Built as a Congregational Church in 1846, the congregation voted in 1960 to join the United Church of Christ. It remains a United Church of Christ today and is one of the largest UCC congregations in the state of Maine.

You may notice the absence of a spire on this church's bell tower. Two years after completion, a new and more aesthetically pleasing spire was erected on the steeple. Eighteen years later, on October 30, 1866, a strong nor'easter blew the new spire from the steeple and it was never replaced.
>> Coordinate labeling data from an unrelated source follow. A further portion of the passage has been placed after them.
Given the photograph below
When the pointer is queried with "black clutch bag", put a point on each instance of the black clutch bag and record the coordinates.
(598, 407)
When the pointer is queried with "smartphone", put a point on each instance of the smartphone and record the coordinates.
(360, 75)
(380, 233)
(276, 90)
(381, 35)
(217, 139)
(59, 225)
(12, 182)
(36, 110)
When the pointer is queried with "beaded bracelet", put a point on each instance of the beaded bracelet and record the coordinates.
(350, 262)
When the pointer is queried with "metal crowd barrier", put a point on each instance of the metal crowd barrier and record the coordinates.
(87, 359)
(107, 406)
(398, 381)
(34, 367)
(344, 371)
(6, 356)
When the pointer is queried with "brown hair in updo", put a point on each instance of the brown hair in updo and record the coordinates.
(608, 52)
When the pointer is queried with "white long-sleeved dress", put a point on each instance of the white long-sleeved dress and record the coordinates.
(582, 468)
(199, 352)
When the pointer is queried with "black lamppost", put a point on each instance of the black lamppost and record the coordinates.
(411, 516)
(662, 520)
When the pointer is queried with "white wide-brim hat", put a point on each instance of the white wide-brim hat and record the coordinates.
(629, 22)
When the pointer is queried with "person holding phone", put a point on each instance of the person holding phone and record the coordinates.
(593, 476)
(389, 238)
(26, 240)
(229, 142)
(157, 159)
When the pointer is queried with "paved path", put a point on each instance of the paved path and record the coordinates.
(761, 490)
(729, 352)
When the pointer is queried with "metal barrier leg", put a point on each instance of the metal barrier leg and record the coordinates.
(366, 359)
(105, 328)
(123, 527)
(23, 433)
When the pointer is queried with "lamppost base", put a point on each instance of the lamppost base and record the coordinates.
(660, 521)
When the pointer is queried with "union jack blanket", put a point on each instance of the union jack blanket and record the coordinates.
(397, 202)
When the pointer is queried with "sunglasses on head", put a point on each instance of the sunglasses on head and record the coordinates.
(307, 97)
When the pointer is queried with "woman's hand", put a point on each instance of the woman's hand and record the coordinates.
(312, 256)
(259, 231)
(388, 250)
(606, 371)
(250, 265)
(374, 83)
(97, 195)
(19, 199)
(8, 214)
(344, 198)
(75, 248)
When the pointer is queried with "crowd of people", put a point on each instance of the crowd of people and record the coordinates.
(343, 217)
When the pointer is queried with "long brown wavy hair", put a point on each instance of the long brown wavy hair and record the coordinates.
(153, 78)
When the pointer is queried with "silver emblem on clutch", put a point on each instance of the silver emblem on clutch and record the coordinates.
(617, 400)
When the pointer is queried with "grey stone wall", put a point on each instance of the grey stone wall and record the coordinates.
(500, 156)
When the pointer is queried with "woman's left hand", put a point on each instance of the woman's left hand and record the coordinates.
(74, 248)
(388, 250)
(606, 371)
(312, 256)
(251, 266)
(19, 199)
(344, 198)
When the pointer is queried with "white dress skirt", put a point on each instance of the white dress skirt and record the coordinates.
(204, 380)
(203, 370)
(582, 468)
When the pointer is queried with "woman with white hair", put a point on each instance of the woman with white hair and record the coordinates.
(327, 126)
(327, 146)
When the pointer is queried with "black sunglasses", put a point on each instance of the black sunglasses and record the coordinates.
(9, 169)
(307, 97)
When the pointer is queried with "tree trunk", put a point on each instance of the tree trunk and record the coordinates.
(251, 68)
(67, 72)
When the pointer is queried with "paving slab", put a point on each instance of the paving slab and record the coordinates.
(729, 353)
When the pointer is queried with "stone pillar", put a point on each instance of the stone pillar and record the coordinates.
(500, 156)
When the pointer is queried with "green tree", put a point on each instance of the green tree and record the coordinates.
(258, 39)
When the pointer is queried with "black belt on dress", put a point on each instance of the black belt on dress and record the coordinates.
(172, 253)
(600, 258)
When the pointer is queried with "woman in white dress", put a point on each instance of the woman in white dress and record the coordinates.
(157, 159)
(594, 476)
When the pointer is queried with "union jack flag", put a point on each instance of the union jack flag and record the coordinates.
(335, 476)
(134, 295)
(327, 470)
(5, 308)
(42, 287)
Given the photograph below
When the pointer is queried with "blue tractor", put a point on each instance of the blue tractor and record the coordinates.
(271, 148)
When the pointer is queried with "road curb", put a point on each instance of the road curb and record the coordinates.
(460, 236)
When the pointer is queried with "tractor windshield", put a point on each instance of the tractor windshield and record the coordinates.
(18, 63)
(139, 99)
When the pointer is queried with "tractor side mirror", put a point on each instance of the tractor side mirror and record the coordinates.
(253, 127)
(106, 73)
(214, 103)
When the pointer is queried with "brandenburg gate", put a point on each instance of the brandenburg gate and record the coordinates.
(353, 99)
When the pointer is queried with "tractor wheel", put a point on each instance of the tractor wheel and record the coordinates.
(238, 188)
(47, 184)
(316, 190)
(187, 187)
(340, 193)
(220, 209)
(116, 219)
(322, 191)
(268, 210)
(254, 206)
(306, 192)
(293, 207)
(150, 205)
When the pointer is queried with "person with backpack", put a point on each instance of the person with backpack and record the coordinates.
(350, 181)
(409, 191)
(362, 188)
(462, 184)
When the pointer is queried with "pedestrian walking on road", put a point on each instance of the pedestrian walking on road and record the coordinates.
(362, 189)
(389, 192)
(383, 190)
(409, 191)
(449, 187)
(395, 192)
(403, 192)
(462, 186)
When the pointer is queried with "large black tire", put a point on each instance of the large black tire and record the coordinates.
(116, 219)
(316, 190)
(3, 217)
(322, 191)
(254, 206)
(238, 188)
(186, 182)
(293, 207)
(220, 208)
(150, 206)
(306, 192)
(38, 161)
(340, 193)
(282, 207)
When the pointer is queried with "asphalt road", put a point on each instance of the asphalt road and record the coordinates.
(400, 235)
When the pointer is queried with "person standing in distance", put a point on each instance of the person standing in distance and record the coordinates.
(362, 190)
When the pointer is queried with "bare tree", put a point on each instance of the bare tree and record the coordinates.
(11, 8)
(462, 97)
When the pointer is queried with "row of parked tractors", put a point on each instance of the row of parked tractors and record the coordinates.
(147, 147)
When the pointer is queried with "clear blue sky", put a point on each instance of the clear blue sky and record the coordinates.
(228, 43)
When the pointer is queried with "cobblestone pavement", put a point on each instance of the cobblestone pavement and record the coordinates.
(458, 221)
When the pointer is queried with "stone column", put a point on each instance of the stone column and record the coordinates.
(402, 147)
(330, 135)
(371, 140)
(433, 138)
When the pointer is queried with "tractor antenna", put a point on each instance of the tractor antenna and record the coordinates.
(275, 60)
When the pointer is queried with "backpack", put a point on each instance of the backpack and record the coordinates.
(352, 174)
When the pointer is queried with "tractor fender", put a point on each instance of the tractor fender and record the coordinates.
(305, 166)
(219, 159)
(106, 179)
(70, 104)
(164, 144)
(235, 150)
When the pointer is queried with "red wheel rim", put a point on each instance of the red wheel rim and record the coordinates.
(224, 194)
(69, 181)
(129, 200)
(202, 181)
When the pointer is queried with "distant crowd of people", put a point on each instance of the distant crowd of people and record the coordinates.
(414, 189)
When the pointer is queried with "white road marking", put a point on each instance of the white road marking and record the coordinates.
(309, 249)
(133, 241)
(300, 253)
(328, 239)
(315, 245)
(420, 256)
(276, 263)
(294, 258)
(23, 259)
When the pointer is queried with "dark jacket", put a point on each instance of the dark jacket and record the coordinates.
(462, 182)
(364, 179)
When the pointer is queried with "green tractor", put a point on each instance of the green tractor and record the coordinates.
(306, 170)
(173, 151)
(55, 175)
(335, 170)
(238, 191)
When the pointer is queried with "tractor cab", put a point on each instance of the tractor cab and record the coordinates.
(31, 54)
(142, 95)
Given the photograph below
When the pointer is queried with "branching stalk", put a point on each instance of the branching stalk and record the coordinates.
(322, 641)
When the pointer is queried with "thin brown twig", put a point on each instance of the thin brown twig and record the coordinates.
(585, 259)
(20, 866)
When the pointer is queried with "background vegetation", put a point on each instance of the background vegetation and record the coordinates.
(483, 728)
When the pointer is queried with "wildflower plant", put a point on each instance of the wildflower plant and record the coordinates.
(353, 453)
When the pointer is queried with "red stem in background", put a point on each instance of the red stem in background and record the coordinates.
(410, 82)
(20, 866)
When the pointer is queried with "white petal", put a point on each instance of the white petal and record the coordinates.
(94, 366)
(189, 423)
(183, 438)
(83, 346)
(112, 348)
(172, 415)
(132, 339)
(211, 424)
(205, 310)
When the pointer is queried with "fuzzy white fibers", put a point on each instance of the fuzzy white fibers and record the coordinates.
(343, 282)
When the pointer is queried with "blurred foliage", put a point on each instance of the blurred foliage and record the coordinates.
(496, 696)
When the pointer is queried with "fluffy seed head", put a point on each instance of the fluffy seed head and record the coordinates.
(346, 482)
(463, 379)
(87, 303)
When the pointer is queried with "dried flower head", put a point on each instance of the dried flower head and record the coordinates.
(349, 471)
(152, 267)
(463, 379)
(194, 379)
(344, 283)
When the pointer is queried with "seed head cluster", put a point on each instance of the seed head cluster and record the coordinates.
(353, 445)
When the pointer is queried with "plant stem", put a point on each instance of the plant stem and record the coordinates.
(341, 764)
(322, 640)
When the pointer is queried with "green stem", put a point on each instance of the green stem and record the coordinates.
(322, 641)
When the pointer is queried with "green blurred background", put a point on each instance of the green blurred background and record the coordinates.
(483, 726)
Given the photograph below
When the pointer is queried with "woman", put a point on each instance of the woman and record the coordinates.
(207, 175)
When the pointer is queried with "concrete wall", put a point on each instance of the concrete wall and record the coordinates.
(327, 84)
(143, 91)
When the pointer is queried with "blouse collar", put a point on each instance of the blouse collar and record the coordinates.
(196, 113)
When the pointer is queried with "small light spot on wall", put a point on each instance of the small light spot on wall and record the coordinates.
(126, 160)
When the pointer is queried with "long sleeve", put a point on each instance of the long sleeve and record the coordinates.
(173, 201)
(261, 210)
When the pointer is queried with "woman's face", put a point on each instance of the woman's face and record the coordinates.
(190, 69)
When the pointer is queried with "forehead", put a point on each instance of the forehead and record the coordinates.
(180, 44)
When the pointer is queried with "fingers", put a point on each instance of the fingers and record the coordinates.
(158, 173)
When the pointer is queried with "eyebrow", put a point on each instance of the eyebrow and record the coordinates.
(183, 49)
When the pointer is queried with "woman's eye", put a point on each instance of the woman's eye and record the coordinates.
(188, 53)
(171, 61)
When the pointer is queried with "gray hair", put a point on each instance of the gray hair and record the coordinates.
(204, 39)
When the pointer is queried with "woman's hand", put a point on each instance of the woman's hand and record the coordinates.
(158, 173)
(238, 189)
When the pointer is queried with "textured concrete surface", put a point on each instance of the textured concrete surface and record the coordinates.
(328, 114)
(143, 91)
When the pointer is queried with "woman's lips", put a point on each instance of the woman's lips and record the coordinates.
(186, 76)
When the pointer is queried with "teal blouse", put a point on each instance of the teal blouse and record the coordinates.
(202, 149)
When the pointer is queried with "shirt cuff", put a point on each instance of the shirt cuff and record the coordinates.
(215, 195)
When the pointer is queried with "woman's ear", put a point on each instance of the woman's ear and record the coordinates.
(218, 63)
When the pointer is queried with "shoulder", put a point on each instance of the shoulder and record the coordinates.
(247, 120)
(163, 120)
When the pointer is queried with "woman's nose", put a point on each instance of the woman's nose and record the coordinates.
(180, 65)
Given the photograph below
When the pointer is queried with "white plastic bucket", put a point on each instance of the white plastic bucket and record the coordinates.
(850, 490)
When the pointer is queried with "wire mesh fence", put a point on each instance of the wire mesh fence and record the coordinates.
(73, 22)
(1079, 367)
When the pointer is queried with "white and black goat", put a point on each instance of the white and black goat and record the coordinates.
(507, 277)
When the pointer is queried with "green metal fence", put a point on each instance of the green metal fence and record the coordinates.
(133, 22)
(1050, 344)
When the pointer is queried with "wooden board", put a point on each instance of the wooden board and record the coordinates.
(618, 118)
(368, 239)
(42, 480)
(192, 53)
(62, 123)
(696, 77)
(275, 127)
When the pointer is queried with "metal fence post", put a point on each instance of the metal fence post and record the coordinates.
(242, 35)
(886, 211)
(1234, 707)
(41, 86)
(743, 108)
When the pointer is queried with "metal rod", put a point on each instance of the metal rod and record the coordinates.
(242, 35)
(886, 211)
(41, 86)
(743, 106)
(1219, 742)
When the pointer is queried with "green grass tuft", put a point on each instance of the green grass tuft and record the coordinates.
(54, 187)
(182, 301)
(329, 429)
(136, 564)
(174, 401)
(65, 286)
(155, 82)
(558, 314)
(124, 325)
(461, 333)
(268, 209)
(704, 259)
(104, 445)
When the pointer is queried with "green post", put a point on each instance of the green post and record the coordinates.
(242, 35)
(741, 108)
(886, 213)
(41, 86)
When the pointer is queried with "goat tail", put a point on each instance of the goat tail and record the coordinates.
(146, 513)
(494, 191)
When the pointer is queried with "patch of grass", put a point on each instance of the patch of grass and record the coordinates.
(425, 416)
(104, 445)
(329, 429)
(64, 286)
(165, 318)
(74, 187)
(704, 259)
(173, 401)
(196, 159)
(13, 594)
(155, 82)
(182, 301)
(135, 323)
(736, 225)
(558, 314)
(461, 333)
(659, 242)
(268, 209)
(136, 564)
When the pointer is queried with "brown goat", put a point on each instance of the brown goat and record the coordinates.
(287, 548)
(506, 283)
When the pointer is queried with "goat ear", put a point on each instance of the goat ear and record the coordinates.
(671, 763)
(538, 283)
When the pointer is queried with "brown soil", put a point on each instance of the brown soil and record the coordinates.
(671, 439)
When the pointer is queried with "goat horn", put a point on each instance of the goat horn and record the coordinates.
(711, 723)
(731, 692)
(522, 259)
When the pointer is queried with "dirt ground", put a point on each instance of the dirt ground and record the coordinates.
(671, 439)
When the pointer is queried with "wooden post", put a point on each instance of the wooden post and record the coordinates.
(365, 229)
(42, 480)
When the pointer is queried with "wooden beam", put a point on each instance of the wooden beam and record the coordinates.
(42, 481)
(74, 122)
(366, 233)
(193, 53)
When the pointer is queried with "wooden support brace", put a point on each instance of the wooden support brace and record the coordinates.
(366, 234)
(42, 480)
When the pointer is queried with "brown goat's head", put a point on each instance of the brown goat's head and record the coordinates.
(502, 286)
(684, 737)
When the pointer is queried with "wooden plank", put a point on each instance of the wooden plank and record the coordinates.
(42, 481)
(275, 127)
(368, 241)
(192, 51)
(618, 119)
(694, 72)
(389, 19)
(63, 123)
NB - The national Register has exchanged the nomination form numbers for this and the First Parish Church in Portland. Each at the National Register page actually refers to the other.

First Parish Church
The present building was dedicated on March 18, 1846. The builders were Messrs Coolidge Graves and Isaiah Coombs. The chairman of the building committee was Professor William Smyth. The total cost of the building was $13,101. Historically and architecturally, the First Parish Church of Brunswick ranks as the most important Gothic-Revival structure in the state if not in New England. The church was designed in 1845 by the English-born Richard UpJohn, whose Gothic Revival Gardiner Mansion of 1839 in Gardiner, Maine, had signalled the start of this country's second great eclectic style following the Greek Revival of the 1820s.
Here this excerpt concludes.